Great associations fight for doctors’ freedom to serve and innovate on behalf of their patients, without undue regulation, oversight and audit.

Champion professionalism.

This faddish word gets twisted to mean everything from supporting social contracts to protecting the public purse. Professionalism is more than that.

Associations need to learn how to articulate what professionalism means for medicine in a gritty, rigorous and attractive way. Associations need to champion the very best of what it means to practice medicine.

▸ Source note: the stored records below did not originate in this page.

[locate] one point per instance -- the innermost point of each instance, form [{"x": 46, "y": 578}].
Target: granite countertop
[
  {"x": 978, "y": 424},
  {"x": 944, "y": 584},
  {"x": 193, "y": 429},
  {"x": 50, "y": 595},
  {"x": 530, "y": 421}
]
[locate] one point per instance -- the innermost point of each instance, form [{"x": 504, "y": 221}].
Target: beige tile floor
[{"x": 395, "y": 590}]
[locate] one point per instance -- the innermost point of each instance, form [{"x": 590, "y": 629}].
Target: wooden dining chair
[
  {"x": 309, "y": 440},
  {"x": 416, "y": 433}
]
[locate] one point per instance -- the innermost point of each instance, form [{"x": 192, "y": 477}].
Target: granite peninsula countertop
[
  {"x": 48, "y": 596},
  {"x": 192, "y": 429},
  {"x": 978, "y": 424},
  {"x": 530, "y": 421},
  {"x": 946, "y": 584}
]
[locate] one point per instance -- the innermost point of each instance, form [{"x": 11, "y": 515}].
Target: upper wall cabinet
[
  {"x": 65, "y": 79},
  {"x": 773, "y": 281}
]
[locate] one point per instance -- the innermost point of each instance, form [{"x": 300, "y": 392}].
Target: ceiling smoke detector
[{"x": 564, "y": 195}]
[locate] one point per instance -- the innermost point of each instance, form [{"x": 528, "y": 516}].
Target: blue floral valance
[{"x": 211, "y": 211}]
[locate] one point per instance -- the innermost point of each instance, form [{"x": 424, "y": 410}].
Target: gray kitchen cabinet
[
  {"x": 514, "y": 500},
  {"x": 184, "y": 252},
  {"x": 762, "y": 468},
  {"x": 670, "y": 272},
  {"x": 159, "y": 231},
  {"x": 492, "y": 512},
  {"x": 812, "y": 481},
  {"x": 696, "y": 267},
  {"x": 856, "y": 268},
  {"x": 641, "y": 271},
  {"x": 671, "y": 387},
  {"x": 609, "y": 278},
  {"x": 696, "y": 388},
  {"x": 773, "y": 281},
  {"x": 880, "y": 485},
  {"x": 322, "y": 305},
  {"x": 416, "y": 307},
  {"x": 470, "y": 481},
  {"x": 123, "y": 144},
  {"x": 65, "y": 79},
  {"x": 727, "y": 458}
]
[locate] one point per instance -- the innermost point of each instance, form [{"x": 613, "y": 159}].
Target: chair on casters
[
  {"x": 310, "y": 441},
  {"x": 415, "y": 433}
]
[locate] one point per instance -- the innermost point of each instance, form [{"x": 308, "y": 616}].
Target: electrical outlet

Advocate for System change.

Doctors know what’s wrong with the system. They need to advocate for change in the popular media.

A media-savvy doctor said, “You can get the media to listen. Just give them a story. Get the stories from your doctors. It is not that hard. Do not edit what they say.”

Medical associations have a duty to publicly critique our healthcare system and offer solutions. They need to do this in a way that regular people can understand.

Great associations offer aspirational visions of how we can do better. They do it in a way that regular people can talk about with friends and politicians.

Failure to critique shows a fawning obsequiousness to power.

Secret of Success

I have many dear friends within the OMA and on the Board. They are good people. But they are trapped in a culture that rewards risk avoidance and that exalts historic protocols, regardless of performance.

Membership associations will never be great if they forget one crucial point: Great associations stay connected with their members.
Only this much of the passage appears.